Hannover. Die FDP will das Landesschulgesetz ändern, die Familie der Nikab-Schülerin gerät immer mehr in den Fokus.

Unser Leser Klaus Reisdorf aus Wolfsburg fragt:

Nikab-Trägerinnen, in diesem Fall sogar eine Schülerin, können doch in einer Schule oder einer Behörde von Lehrern oder dem Personal gar nicht mehr erkannt werden. Das hat überhaupt nichts mehr mit religiöser Toleranz bzw. Intoleranz zu tun.

Die Antwort recherchierte Michael Ahlers

Falsch verstandene Toleranz – dieses Stichwort fiel gleich mehrfach, als die FDP-Politiker Christian Dürr, Björn Försterling und Christian Grascha am Donnerstag den Entwurf eines geänderten Schulgesetzes für Niedersachsen vorstellten.

Die ganz praktischen Schwierigkeiten, die unser Leser anspricht, führte auch Bildungspolitiker Försterling ins Feld. Tag für Tag die Frage der Identität klären zu müssen, das passe doch nicht zum Bildungsauftrag der Schule und erschwere den Unterricht erheblich, meinte Försterling.

Niedersachsens Landesregierung und die Schulbehörden, an der Spitze das Kultusministerium, sind in einer schwierigen Lage. Seit Jahren duldet eine Oberschule im Kreis Osnabrück, dass eine Schülerin mit einem Nikab zur Schule geht. Die Schulleiterin meldete den Fall den Schulbehörden erst, als ein anderer Fall Schlagzeilen machte.
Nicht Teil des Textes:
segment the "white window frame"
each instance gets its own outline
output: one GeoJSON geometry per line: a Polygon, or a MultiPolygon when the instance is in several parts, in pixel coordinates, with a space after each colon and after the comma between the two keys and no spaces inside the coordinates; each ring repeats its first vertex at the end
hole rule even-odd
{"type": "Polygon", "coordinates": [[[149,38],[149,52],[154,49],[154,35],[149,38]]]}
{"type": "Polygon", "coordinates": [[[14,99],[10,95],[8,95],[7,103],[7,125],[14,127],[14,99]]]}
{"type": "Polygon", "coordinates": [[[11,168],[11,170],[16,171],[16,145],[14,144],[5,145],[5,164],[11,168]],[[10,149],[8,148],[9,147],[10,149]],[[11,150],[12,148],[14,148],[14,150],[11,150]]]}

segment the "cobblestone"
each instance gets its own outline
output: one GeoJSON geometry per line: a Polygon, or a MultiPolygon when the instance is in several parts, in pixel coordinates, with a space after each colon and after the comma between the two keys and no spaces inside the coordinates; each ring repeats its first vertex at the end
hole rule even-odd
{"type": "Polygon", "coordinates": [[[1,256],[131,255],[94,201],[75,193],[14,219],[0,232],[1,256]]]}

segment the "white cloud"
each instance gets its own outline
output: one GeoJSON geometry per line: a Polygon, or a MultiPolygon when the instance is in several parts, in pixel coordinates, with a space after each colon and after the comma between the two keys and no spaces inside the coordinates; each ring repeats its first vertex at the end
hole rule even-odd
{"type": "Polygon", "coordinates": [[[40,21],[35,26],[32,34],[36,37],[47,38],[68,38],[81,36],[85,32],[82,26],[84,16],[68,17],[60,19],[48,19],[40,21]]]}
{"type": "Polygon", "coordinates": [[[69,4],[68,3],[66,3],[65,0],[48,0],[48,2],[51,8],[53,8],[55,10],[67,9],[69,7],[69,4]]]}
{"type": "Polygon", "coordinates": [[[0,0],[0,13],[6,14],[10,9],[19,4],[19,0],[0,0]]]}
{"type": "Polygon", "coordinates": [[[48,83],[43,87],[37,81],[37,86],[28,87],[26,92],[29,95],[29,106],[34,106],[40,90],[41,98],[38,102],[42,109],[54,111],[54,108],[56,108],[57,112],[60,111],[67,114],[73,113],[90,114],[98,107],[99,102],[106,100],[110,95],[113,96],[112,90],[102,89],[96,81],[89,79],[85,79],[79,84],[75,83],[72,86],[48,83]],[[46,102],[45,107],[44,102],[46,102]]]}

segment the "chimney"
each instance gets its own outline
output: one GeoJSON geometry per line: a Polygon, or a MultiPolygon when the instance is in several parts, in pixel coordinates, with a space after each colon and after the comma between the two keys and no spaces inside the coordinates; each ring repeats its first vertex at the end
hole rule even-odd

Dass der „Nikab von Belm“ weiter toleriert wird, begründet das Land mit dem nicht gestörten Schulfrieden. Das Mädchen sei außerdem integriert, man wolle ihm seinen Abschluss an der Schule nicht verbauen. Nach dem Abschluss, bei einem Schulwechsel, werde ein Nikab nicht mehr geduldet werden, bekräftige Ministerpräsident Stephan Weil (SPD). Denn nicht nur die Oppositionsfraktionen von CDU und FDP, sondern auch SPD und Grüne sehen im Nikab-Tragen einen Verstoß gegen das Schulgesetz. Sie sprechen aber von einem Sonderfall, auch weil das Mädchen zunächst noch unverschleiert an der Schule war. Dass nicht gehandelt werde, liege zum einen am Druck der Grünen, zum anderen an der Angst vor juristischen Niederlagen, heißt es in Landtagskreisen. Denn explizit verbietet das Schulgesetz den Schleier nicht. Auch dass der Schulfriede gestört sei, wäre nicht leicht nachzuweisen. Bliebe das Argument, dass für Unterricht gemäß Bildungsauftrag offene Kommunikation möglich sein müsse. Das sieht auch die Landesregierung so. Doch von Konsequenzen ist im Fall Belm zumindest nichts bekannt. Es gebe weiter Gespräche mit der Schülerin, heißt es.

Auch der Gesetzentwurf der FDP enthält kein explizites Burka- oder Nikab-Verbot. Weil jede Aufzählung von Bekleidungsstücken unvollständig wäre, sagt Försterling. Aber auch, weil man keine populistischen Stimmungen bedienen wolle. Stattdessen hebt die FDP nach eigener Aussage Mitwirkungspflichten von Schülern von der Erlass- auf die Gesetzesebene und definiert sie klarer. „Die Schülerinnen und Schüler haben alles zu unterlassen, was den Schulbetrieb oder die Ordnung (...) stören könnte“, heißt es im FDP-Gesetzentwurf. Auch die Landesregierung hatte Änderungen in Aussicht gestellt.

Unterdessen verdichten sich Hinweise, dass Familienmitglieder des Mädchens einem radikalen Islam anhängen sollen. „Spiegel Online“ berichtete, dass sowohl Vater als auch ein Bruder der Schülerin bei Verfassungsschützern als Anhänger des seit 2001 verbotenen „Kalifatsstaates“ geführt würden. Ein jüngerer Bruder sei mit Gebetskette und Kaftan im Unterricht erschienen. Leichter machte das den Fall nicht.